United States District Court, N.D. New York

July 27, 2017

ANN MARIE LEGG; NANCY REYES; PATRICIA WATSON, Plaintiffs,
v.
ULSTER COUNTY; PAUL J. VANBLARCUM, in his official capacity as Sheriff of the County of Ulster and individually; RICHARD BOCKELMANN, in his official capacity as Sheriff of the County of Ulster and individually; BRADFORD EBEL, in his official capacity as Superintendent of the Ulster County Jail and individually; and RAY ACEVEDO, in his official capacity as Deputy Superintendent of Ulster County Jail and individually, Defendants.

          KLAPROTH LAW PLLC BRENDAN J. KLAPROTH, ESQ. Attorneys for Plaintiffs.

          RANNI LAW FIRM JOSEPH J. RANNI, ESQ. Attorneys for Plaintiffs.

          BERGSTEIN & ULRICH, LLP STEPHEN BERGSTEIN, ESQ. Attorneys for Plaintiffs.

          ROEMER WALLENS GOLD & MINEAUX LLP EARL T. REDDING, ESQ. MATTHEW J. KELLY, ESQ. Attorneys for Defendants.

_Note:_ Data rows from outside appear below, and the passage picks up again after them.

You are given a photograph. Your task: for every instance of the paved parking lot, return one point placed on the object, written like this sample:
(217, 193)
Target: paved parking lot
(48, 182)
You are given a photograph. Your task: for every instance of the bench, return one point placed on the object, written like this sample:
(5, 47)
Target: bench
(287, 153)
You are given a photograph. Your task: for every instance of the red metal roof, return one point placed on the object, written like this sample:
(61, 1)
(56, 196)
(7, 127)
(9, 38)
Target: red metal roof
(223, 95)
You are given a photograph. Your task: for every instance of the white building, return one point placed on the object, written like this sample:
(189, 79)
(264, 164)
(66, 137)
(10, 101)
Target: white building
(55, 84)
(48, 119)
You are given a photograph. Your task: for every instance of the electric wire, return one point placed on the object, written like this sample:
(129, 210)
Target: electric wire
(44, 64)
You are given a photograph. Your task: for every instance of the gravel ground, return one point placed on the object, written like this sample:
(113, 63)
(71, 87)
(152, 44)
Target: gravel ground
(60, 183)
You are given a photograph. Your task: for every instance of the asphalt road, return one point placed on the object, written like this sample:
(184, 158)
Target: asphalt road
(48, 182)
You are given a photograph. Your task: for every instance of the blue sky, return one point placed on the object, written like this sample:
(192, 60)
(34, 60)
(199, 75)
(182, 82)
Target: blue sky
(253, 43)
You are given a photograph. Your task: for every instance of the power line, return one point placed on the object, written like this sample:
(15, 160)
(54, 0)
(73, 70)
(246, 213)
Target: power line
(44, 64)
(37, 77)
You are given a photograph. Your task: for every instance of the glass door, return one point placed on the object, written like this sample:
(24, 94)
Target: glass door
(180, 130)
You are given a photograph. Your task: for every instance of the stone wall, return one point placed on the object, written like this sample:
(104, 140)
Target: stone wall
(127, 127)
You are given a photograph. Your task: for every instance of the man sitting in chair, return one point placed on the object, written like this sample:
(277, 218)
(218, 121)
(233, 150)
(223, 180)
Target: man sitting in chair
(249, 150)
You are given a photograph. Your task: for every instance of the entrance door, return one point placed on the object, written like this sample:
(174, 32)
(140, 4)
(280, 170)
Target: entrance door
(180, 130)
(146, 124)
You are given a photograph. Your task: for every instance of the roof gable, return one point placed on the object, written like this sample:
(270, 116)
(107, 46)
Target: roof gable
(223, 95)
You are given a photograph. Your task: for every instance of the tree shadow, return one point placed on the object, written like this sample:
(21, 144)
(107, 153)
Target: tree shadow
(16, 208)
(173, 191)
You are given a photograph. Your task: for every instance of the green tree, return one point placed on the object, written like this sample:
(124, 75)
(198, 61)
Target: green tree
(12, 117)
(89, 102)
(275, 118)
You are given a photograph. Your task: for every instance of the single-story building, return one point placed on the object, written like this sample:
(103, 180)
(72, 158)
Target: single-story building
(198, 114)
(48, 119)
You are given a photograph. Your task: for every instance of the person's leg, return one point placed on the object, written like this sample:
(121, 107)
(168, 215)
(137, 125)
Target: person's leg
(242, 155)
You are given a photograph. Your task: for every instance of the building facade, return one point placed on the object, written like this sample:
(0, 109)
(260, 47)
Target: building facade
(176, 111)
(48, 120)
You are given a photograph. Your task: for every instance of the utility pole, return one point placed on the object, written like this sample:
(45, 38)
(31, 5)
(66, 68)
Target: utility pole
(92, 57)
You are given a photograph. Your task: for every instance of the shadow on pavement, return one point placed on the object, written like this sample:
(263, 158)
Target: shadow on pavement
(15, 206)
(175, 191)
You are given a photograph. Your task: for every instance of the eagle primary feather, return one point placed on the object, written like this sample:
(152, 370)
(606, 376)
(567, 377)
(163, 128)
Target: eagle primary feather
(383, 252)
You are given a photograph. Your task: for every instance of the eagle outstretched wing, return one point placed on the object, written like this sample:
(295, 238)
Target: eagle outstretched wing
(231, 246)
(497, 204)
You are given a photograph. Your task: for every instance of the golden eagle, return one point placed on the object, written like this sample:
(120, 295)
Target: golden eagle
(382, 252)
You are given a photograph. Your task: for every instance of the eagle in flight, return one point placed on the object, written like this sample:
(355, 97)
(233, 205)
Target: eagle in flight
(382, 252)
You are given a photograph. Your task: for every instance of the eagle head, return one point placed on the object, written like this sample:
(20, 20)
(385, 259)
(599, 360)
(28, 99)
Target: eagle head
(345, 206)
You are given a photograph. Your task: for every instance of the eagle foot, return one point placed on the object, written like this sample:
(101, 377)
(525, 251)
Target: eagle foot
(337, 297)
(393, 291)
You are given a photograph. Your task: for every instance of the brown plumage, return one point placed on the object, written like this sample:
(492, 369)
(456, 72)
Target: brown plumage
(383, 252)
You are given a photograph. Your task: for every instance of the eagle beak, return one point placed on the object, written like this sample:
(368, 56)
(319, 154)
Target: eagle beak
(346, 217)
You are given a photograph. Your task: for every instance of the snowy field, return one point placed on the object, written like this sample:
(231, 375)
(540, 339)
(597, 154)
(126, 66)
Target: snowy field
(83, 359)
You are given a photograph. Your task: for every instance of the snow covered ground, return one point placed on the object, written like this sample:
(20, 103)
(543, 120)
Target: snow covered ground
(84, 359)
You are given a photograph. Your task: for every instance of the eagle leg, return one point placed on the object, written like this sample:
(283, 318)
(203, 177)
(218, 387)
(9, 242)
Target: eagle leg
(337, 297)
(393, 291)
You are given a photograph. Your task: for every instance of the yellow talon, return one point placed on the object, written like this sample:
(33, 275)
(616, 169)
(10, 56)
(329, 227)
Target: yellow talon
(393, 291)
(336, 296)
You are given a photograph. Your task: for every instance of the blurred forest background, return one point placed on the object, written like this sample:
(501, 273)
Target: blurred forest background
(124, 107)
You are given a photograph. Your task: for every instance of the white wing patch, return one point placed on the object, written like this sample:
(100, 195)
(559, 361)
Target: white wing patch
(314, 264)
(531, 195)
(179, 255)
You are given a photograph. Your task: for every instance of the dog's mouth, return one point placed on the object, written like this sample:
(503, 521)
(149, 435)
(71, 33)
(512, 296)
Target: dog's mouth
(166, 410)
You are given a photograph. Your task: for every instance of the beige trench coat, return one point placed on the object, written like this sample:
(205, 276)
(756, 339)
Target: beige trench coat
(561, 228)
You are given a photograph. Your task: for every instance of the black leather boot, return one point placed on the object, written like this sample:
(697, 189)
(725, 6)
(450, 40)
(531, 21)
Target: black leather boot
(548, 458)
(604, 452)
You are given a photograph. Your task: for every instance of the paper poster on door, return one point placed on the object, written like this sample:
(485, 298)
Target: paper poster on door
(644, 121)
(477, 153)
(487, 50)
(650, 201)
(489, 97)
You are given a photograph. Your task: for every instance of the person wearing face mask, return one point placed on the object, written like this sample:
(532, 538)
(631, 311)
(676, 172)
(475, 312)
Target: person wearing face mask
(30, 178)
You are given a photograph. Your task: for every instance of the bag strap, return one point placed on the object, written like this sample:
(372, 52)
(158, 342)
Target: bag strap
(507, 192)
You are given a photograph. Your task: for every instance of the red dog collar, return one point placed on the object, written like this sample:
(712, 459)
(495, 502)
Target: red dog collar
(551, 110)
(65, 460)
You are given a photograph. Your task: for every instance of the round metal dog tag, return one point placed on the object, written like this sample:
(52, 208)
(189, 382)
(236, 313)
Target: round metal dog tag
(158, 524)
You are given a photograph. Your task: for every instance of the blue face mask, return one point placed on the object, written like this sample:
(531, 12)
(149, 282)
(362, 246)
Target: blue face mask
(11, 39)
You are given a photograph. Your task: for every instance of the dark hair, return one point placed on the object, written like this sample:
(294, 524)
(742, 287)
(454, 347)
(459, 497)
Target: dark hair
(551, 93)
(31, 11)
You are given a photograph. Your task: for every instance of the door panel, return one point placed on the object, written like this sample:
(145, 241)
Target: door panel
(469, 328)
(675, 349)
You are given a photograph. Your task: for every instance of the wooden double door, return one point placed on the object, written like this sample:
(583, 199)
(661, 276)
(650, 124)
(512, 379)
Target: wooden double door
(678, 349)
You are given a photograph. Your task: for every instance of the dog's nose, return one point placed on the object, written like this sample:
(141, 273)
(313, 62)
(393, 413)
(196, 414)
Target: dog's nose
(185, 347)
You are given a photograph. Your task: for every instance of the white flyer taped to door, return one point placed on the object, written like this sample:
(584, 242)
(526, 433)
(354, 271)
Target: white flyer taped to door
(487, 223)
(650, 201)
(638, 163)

          MEMORANDUM-DECISION AND ORDER

          Frederick J. Scullin, Jr. Senior United States District Judge.

         I. INTRODUCTION

         Pending before the Court are the parties' proposed findings of fact and conclusions of law with regard to Plaintiff Legg's disparate impact claim pursuant to the Pregnancy Discrimination Act[1] ("PDA"). See Dkt. Nos. 191, 192.

         II. BACKGROUND

         Plaintiff Legg was a corrections officer at the Ulster County Jail and, on May 11, 2009, she filed this lawsuit along with three other corrections officers, pursuant to Title VII of the Civil Rights Act of 1964 ("Title VII"), New York State Human Rights Law ("NYSHRL"), and 42 U.S.C. § 1983. Among various other claims, Plaintiff Legg asserted claims of pregnancy discrimination against all Defendants under the PDA and state law. The basis for her claim was that Defendants denied her request for light-duty assignments during her pregnancy, and she was consequently required to work directly with inmates.

         On January 7, 2011, Defendants filed a motion for summary judgment arguing that Plaintiffs' claims failed for various reasons. See Dkt. No. 29. In a Memorandum-Decision and Order, the Court dismissed several of Plaintiffs' claims. However, the Court determined that a trial was necessary to adjudicate, among others, Plaintiff Legg's PDA claim against Defendant County. See generally Dkt. Nos. 55, 98.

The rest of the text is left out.